WeWork co-founder Adam Neumann is up to something. The company he co-founded in 2010 with Miguel McKelvey is currently valued at $47 billion, thanks to a recent investment from Softbank. Neumann himself has a $4.5 billion paper net worth thanks to his 10% stake in the company. Neumann moved to the U.S. from Israel in 2001 after a stint as an officer in the Israeli army. He co-founded the co-working office company after selling GreenDesk, an eco-friendly co-working space in Brooklyn. Recently though Neumann has been engaging in some sort of back room dealings that leave us scratching our heads. Just what is he up to?
Neumann has been selling hundreds of millions of dollars worth of stock over the course of recent outside investments in WeWork. There's nothing wrong with this. He's been using the money to buy ownership stakes in office buildings. Again. Not wrong. In fact, a good investment. It's what comes next that feels a bit shady and unethical. Neumann then leases the spaces he owns back to WeWork. So, he effectively profits on both the rent WeWork pays to him and the rent clients of WeWork pay to the company. Hmmm. It's not just us who think this is a conflict of interest. The Wall Street Journal reported that multiple investors in the company said that Neumann's arrangement concerned them. They see it as a conflict of interest.
WeWork signs long-term leases for office space with landlords and then subleases them out on a short term basis to companies. Neumann, 39, is the company's largest individual shareholder and as such, has voting control over the company. Before he secured voting control, Neumann attempted to buy a 5% stake in a downtown Chicago office building in 2013. The board of WeWork vetoed it over a potential conflict of interest. The 5% stake was instead bought by WeWork, rather than Neumann individually.
In 2014, Neumann gained control of the company and was granted Class B shares that gave him 10 votes per share. This gives him more than 65% of the overall share vote, according to corporate filings by WeWork.
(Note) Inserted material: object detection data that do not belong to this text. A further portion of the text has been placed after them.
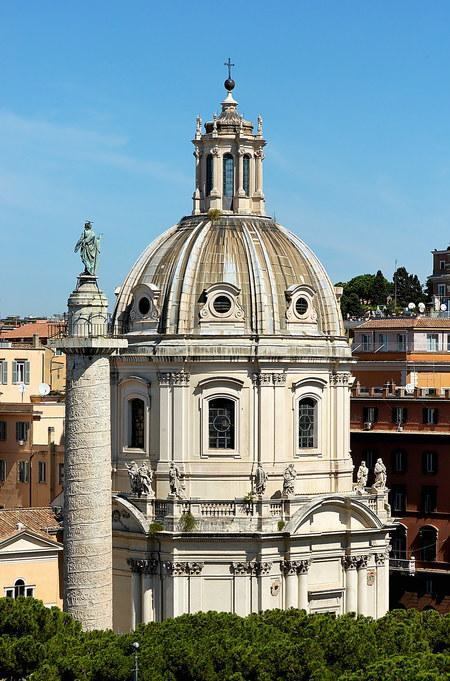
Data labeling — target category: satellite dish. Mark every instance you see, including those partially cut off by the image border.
[38,383,50,397]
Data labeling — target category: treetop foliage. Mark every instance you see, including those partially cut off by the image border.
[0,598,450,681]
[336,267,429,317]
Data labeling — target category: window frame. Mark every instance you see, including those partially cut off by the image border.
[199,376,243,459]
[292,377,328,459]
[17,459,30,485]
[422,450,439,475]
[422,407,439,426]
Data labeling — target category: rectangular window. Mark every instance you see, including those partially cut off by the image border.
[363,407,378,423]
[397,333,406,352]
[392,407,408,426]
[391,485,406,513]
[17,461,30,482]
[13,359,30,385]
[38,461,47,482]
[361,449,377,470]
[16,421,30,443]
[427,333,439,352]
[422,452,438,475]
[392,449,407,473]
[376,333,388,352]
[0,359,8,385]
[423,407,439,426]
[361,333,372,352]
[422,487,437,514]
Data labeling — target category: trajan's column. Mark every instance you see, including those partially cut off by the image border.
[52,222,127,629]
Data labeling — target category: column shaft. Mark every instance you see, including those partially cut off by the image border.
[64,352,112,629]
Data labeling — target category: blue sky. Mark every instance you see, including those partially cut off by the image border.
[0,0,450,315]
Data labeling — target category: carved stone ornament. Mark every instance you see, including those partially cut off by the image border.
[127,558,159,575]
[375,553,388,567]
[252,371,286,386]
[342,556,358,570]
[158,369,191,386]
[129,284,161,326]
[285,284,317,326]
[164,561,205,577]
[199,281,245,324]
[330,371,350,387]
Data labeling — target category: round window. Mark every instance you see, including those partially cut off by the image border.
[138,296,150,315]
[295,298,308,317]
[213,414,231,433]
[213,296,231,314]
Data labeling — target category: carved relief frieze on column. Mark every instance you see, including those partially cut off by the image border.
[164,561,205,576]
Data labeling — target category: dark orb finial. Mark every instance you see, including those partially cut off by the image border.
[224,57,236,92]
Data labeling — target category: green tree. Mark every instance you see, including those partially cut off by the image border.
[393,267,427,307]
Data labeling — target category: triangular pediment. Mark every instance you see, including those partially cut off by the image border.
[0,530,62,557]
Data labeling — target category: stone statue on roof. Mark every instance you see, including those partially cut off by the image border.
[75,221,100,277]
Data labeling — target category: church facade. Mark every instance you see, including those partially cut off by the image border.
[56,70,392,631]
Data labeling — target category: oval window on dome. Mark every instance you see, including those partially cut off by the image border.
[295,296,309,317]
[138,296,150,315]
[213,296,231,314]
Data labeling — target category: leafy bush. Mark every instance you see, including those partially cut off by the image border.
[0,598,450,681]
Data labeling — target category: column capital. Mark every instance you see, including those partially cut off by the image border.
[342,556,358,570]
[375,553,389,567]
[158,370,191,386]
[164,561,205,576]
[358,555,369,570]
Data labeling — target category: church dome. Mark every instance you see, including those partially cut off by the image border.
[114,215,343,337]
[114,79,344,342]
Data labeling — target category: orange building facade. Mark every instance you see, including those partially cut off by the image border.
[351,317,450,612]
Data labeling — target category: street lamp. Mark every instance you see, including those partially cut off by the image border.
[132,641,139,681]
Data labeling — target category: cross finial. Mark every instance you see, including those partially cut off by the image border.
[224,57,235,80]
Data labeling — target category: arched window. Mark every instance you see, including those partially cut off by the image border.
[391,525,406,560]
[223,154,234,209]
[419,526,437,561]
[206,154,214,196]
[242,155,250,196]
[298,397,317,449]
[208,397,235,449]
[128,397,145,449]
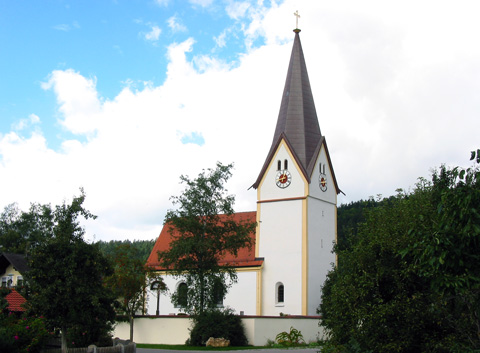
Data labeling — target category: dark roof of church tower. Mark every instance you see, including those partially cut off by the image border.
[252,29,323,189]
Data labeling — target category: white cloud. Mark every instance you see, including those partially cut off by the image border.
[42,69,101,134]
[12,114,40,131]
[213,31,227,48]
[0,0,480,240]
[145,25,162,42]
[225,1,250,20]
[189,0,213,7]
[53,23,71,32]
[167,16,187,33]
[155,0,170,6]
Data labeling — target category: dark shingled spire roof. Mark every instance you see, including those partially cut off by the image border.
[252,29,323,189]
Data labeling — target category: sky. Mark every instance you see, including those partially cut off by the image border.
[0,0,480,241]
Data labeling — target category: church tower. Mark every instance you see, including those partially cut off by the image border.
[252,29,341,316]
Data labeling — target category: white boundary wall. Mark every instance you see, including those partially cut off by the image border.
[113,316,323,346]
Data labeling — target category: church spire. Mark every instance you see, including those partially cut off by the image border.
[253,28,322,189]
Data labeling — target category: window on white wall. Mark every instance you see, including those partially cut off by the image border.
[213,283,225,307]
[176,282,188,308]
[275,282,285,305]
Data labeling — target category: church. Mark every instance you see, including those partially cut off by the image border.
[147,28,341,316]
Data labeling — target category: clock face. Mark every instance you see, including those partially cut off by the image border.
[275,169,292,189]
[318,173,327,191]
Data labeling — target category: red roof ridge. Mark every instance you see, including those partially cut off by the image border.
[5,289,27,311]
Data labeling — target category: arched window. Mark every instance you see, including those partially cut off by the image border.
[275,282,285,304]
[213,283,225,306]
[177,282,188,308]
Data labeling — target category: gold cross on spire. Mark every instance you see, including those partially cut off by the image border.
[293,10,300,29]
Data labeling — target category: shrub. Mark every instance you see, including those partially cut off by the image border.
[275,327,305,347]
[187,308,248,346]
[0,314,48,353]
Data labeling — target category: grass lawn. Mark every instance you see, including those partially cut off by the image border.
[137,343,319,351]
[137,343,268,351]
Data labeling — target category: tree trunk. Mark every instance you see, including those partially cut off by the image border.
[130,314,133,342]
[60,326,67,353]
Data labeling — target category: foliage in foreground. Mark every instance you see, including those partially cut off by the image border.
[26,190,115,351]
[275,327,305,347]
[105,243,165,341]
[187,309,248,346]
[319,151,480,352]
[158,163,256,315]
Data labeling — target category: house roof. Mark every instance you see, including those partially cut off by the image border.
[0,253,29,274]
[252,29,340,193]
[147,212,263,270]
[5,289,27,311]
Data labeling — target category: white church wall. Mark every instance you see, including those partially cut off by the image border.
[259,200,303,315]
[113,316,323,346]
[307,198,336,315]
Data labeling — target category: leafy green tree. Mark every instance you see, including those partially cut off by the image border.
[319,151,480,352]
[319,180,446,352]
[26,190,115,352]
[0,203,53,254]
[106,243,166,341]
[403,150,480,351]
[158,163,256,314]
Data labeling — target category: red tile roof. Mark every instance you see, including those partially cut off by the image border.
[5,289,27,311]
[147,212,263,270]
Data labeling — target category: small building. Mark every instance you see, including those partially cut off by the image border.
[5,289,27,312]
[0,253,28,288]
Since this time, Neumann has bought several properties and leased a number of them to WeWork.
WeWork states in a prospectus last year that it had leases with multiple properties owned at least in part by Neumann. The company also said that WeWork paid more than $12 million in rent to buildings that were partially owned by officers of the company between 2016 and 2017. Future payments on leases of this time total more than $110 million over the life of the leases.
Neumann owns a number of stakes in office space in San Jose. He is the main investor in a group that has been buying multiple properties in downtown San Jose over the past 18 months. His plan appears to be to amass a portfolio of buildings that would create an urban campus of sorts full of WeWork offices including a residential building called WeLive.
Corporate governance experts familiar with this case said that Neumann's ownership of buildings he leases back to his own company is quite unusual for a large company. Usually, the corporation bans executives from these types of arrangements.
Is what Neumann doing illegal? No. Is it shady, unethical, fishy, and conflicted? Most definitely. He is collecting millions of dollars of rent from the company he founded and is CEO of.